As the title of the journal might suggest, the content of the article was a bit....thick; but nevertheless reports on some really interesting findings for those who live with chronic inflammatory conditions, such as IBD, RA, or lupus.
Highlights: The relationship between mood and inflammation in the body is a 2-way street, and was first recognized in 1887 by Julius Wagner-Jauregg of the University of Vienna, Austria who won the Nobel Prize for his work in 1927. Since then, several research studies have confirmed this relationship between our moods and the levels of inflammation in our bodies, including the parts of the immune system that might be playing a role. Not everyone is susceptible to the inflammation-mood cycle, and there are some things you can do to help lessen the effects.
We know that inflammation is a natural response in the body, and its presence can be appropriate - like when we stub our toe or have strep throat, or inappropriate - like when our body overreacts or reacts to the wrong stimuli, like in the case of autoimmune diseases. Regardless of if inflammation is appropriate or inappropriate, it can have negative effects on our bodies. Anyone living with a chronic inflammatory disease can list the negative effects they experience because of the chronic "inappropriate" inflammation party going on in their body.
Inflammation is directly tied to our immune system and the various chemicals it uses to ward off threats to our well-being. One example of these chemicals is histamine, which is released when we have an allergic reaction to something, like being stung by a bee or, in my case, having a cat lay on my face. Common over-the-counter medications like Benadryl are anti-histamines, and do what they sound like they should: reduce histamine in the body, thus reducing allergy symptoms. There are several other inflammation markers in our bodies, things like IL-6 and TNF-alpha, and when these chemicals are elevated people not only report inflammation symptoms, but changes in their mood, concentration, sleep, and motivation as well.

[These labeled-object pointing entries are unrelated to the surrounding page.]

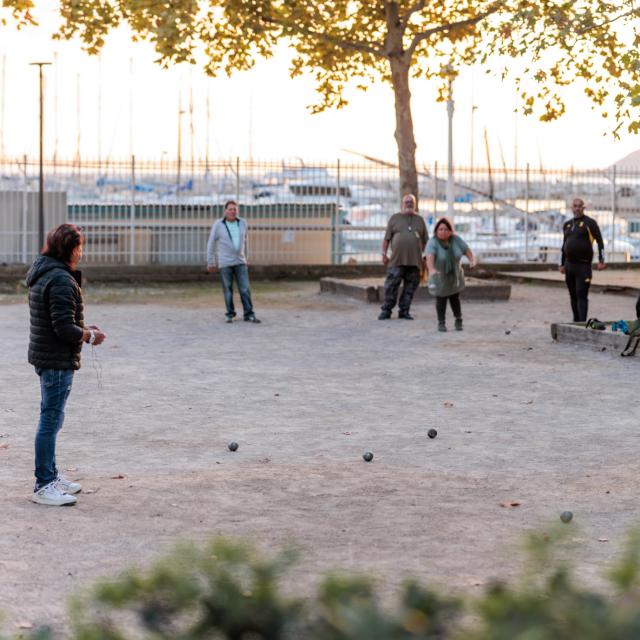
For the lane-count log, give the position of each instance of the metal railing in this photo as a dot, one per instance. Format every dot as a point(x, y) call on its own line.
point(160, 212)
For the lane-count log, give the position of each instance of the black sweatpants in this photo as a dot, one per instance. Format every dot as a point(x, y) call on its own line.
point(409, 277)
point(441, 306)
point(578, 278)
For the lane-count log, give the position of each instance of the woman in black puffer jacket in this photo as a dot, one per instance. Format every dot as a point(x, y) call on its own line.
point(55, 341)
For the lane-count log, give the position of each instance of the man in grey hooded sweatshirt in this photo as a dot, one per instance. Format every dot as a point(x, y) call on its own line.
point(227, 251)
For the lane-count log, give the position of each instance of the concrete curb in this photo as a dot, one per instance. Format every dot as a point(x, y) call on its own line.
point(372, 290)
point(577, 333)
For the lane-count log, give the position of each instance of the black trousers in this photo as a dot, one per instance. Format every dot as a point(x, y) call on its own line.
point(409, 277)
point(441, 306)
point(578, 279)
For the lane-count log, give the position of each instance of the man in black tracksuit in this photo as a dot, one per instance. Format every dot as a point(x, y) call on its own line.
point(577, 257)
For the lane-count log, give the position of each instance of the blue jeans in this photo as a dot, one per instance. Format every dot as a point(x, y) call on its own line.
point(55, 386)
point(241, 274)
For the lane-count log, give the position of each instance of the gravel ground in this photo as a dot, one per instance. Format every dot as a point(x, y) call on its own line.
point(550, 426)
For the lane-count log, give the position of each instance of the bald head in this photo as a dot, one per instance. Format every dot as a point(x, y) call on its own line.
point(408, 203)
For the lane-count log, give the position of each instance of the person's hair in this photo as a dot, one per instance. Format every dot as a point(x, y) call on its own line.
point(62, 241)
point(446, 222)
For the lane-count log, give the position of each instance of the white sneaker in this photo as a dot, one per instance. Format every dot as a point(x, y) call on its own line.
point(51, 495)
point(67, 486)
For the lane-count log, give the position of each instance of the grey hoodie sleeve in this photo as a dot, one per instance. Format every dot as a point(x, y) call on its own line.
point(212, 246)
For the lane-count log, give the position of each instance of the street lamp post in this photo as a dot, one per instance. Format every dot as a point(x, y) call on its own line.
point(41, 176)
point(450, 178)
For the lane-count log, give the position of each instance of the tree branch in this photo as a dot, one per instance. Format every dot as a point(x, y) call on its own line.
point(327, 37)
point(419, 37)
point(418, 6)
point(631, 12)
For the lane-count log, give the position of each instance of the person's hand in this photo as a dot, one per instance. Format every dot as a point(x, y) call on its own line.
point(99, 336)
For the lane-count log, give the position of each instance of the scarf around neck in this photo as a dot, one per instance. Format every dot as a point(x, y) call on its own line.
point(450, 262)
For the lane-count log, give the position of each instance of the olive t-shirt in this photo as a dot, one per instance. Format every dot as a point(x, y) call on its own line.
point(408, 236)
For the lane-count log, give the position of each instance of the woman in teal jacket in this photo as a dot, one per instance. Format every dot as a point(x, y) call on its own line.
point(446, 278)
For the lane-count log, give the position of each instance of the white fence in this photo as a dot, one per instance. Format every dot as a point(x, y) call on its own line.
point(300, 213)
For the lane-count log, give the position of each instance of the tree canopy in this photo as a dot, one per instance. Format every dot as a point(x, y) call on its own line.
point(357, 42)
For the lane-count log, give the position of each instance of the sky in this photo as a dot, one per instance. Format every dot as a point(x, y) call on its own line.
point(123, 103)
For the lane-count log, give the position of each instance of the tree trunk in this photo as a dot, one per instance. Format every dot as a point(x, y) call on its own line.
point(404, 127)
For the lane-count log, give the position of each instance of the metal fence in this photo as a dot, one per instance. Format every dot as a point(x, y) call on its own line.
point(161, 212)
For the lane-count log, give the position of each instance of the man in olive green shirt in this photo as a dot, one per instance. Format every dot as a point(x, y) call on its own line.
point(407, 235)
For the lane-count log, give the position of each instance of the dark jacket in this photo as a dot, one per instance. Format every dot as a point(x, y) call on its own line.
point(579, 235)
point(57, 320)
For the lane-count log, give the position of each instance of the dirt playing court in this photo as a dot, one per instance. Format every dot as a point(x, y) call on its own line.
point(550, 426)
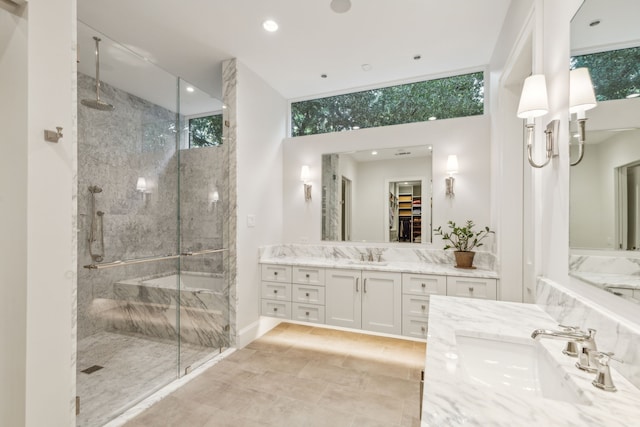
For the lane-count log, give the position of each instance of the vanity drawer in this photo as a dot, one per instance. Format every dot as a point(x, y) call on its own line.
point(276, 273)
point(281, 309)
point(424, 284)
point(276, 291)
point(415, 327)
point(308, 313)
point(417, 306)
point(308, 294)
point(472, 287)
point(308, 275)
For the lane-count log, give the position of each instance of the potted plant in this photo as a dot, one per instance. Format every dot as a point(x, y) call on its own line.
point(463, 240)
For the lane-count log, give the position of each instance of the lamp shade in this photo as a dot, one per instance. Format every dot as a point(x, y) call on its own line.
point(533, 100)
point(304, 174)
point(340, 6)
point(452, 164)
point(141, 185)
point(581, 94)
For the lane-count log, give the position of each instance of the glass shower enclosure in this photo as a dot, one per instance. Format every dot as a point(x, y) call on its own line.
point(153, 203)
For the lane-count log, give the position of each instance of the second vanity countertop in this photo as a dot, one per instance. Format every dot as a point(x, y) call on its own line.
point(393, 266)
point(453, 398)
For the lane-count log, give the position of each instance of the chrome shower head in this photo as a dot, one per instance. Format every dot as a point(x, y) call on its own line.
point(97, 103)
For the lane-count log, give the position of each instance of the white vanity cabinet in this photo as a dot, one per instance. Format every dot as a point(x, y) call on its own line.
point(416, 290)
point(275, 288)
point(369, 300)
point(308, 294)
point(472, 287)
point(293, 292)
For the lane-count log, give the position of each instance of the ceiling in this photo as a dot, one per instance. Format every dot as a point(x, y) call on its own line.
point(191, 38)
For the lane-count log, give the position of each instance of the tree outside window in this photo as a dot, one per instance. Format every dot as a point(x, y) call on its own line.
point(457, 96)
point(205, 131)
point(615, 73)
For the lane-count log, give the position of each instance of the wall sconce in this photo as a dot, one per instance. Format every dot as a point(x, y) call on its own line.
point(534, 103)
point(141, 186)
point(304, 177)
point(581, 99)
point(214, 197)
point(452, 167)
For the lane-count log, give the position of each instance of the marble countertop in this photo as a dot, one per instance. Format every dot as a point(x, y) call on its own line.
point(394, 266)
point(452, 398)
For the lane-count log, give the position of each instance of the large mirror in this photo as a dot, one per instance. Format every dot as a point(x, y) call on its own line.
point(378, 195)
point(605, 185)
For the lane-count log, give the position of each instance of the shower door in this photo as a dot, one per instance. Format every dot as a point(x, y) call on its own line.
point(144, 219)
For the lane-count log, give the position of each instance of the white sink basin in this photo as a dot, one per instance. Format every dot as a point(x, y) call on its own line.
point(515, 365)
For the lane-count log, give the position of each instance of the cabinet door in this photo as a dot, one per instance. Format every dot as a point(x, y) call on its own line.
point(343, 289)
point(382, 302)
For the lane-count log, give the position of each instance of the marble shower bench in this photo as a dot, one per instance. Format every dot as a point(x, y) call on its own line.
point(337, 285)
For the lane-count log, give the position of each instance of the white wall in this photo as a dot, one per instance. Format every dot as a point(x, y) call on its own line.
point(261, 118)
point(468, 138)
point(37, 204)
point(13, 221)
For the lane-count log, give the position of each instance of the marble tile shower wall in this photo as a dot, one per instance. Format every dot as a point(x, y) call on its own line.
point(203, 171)
point(613, 333)
point(137, 139)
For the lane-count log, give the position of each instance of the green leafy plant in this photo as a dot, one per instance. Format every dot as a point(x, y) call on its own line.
point(462, 238)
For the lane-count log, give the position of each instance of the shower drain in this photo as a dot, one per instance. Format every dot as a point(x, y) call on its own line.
point(92, 369)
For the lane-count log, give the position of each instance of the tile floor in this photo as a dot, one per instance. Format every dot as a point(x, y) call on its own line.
point(297, 375)
point(132, 366)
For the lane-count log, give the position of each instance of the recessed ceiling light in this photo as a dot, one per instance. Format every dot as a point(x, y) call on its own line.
point(270, 25)
point(340, 6)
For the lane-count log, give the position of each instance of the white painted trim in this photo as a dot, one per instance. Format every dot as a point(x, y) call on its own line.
point(255, 330)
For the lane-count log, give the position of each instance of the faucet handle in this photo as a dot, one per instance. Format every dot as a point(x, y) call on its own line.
point(571, 349)
point(603, 376)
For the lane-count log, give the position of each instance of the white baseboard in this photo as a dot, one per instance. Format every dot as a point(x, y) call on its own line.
point(255, 330)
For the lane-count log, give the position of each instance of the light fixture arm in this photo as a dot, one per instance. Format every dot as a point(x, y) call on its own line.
point(550, 132)
point(581, 140)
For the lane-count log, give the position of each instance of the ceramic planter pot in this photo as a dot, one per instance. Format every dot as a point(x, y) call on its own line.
point(464, 259)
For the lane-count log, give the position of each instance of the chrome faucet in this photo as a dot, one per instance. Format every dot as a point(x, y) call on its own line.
point(585, 340)
point(603, 376)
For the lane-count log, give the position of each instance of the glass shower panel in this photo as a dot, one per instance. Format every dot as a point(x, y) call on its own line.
point(204, 204)
point(128, 229)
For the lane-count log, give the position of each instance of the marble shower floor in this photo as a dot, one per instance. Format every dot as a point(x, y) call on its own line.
point(298, 375)
point(133, 368)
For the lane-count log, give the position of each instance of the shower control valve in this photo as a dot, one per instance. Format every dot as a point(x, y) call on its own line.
point(53, 136)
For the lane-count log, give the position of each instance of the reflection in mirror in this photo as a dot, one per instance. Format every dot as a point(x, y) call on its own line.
point(604, 209)
point(381, 195)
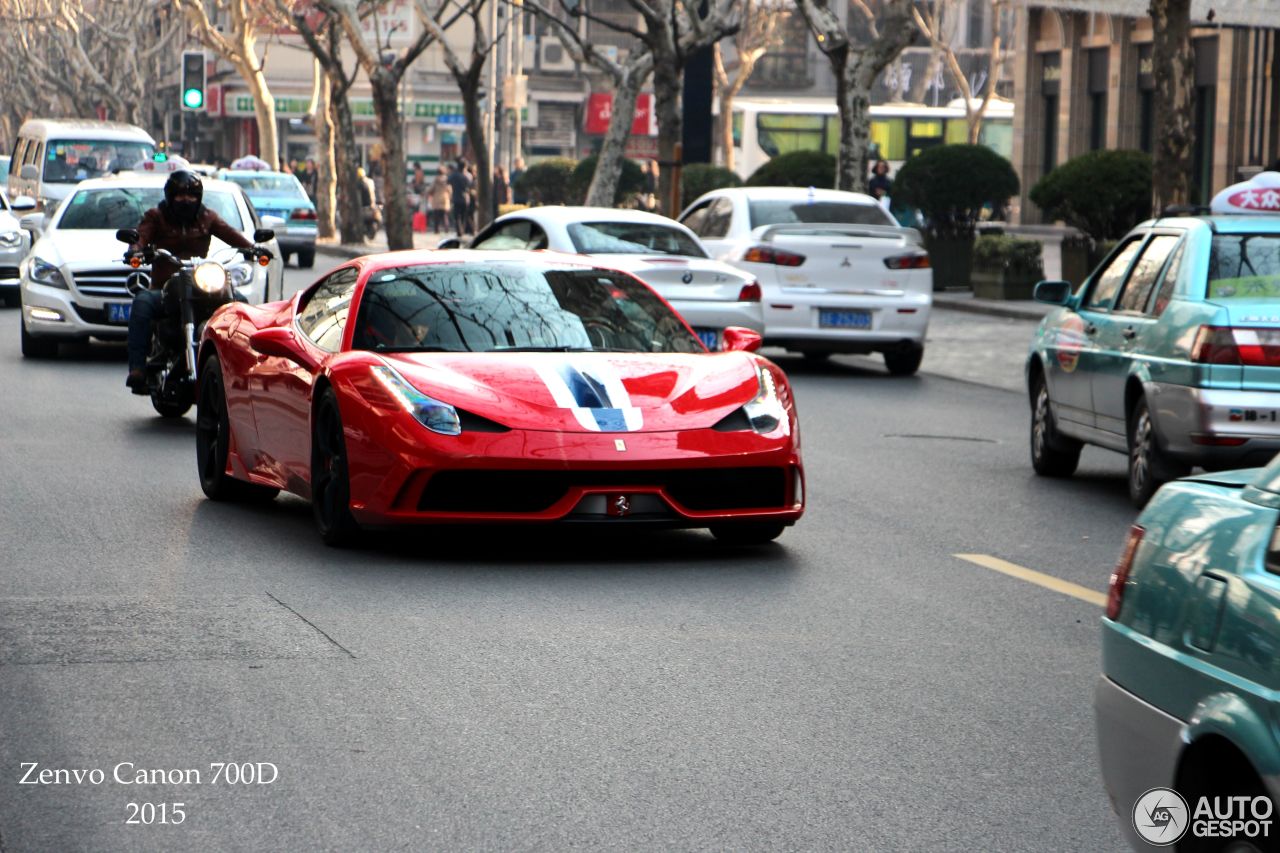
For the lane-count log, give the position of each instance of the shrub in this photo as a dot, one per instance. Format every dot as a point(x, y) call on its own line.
point(699, 178)
point(1104, 194)
point(951, 185)
point(547, 181)
point(796, 169)
point(630, 182)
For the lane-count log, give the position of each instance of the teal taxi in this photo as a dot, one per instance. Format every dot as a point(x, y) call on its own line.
point(1169, 352)
point(1188, 706)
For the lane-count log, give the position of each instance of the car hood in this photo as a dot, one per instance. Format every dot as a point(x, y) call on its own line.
point(581, 392)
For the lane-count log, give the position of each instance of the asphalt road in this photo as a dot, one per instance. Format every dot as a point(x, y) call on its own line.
point(854, 687)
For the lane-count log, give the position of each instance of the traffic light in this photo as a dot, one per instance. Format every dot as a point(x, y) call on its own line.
point(192, 80)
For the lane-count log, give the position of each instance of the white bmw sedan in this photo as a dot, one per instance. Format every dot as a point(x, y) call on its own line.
point(661, 252)
point(839, 273)
point(73, 282)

One way we know about this relationship between mood and inflammation is from people with Hepatitis C, a chronic disease of the liver that's treated with several medications including one called Interferon. Patients taking interferon, which boosts various parts of the immune system to fight off the Hepatitis C virus, report depression symptoms and 25% to 80% (depending on the dose of interferon) will develop major depressive disorder during their Hepatitis C treatment. I can attest to the effects of interferon from the clients I've seen with Hep C, all of whom went on an antidepressant as part of their standard care to offset the mood side effects.
I mentioned mood and inflammation run on a 2-way street - what the authors of this study call a positive feedback loop between stress/mood and inflammation. Researchers have also found that increased psychological, emotional, or physical stress leads to increases in these inflammation markers in the body. Like I tell all my clients, stress isn't good for any chronic condition and for those with inflammatory conditions, it may lead to a flare-up, or worsening, of symptoms.
So how do these inflammatory substances affect mood? You may have heard that certain chemicals in the brain, like serotonin (the second S in SSRI medications) affect our moods. Serotonin production is reduced when certain inflammatory markers are present, and decreased serotonin leads to feelings of sadness, irritability, trouble sleeping, and other symptoms commonly seen with depression. In addition to reducing levels of serotonin, chronically present inflammatory chemicals in the body can cause damage to healthy pathways in the brain and nervous system, or even destroy them. Of course, those structures in the brain implicated in mood are often affected (such as the ventricles, mesolimbic pathways, and subgenual cingluate).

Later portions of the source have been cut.